My father’s will says sell everything and split the proceeds among his four children. I would like to keep some of the items. What can I do?

If the will says to sell (also known as liquidate) the items and you would like to keep some of them, there are various ways to do so. One way is to have an estate auction where the estate can be sure that all of the items are liquidated. At the auction, you can buy the items you want to keep, knowing that you will be getting your share of some of the proceeds from the sale. An auction will also address a situation where two heirs want to buy the same item. It may also be possible for you to obtain several appraisals for the value of the items you would like to keep and then pay the appraised value to the estate, if your siblings agree.

Can I distribute assets before the debts and taxes are paid?

The law requires that debts and taxes be paid in full. Practically speaking, however, some tax issues can take a while to resolve. As a result, some personal representatives begin the distribution process, but leave enough funds to pay the anticipated taxes.

This is risky and is not recommended.

When does my responsibility as personal representative end?

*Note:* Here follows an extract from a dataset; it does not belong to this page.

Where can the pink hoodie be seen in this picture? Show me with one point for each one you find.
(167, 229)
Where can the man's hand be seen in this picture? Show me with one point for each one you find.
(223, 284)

There is no set time when the responsibilities of the personal representative end unless the court formally discharges you. In practice, most people say it takes about a year to complete the work of personal representative for a straightforward estate. The Estate Administration Act says the estate should be distributed as soon as possible. A court order may be made to speed up the process if the personal representative is not acting efficiently.

The personal representative may remain responsible for looking after the estate indefinitely, particularly if assets or debts turn up years later. Even if the estate has already been distributed, the personal representative is legally responsible for dealing with any assets or debts that show up.

You should NOT rely on this webpage for legal advice. It provides general information on Alberta law only. November 2015.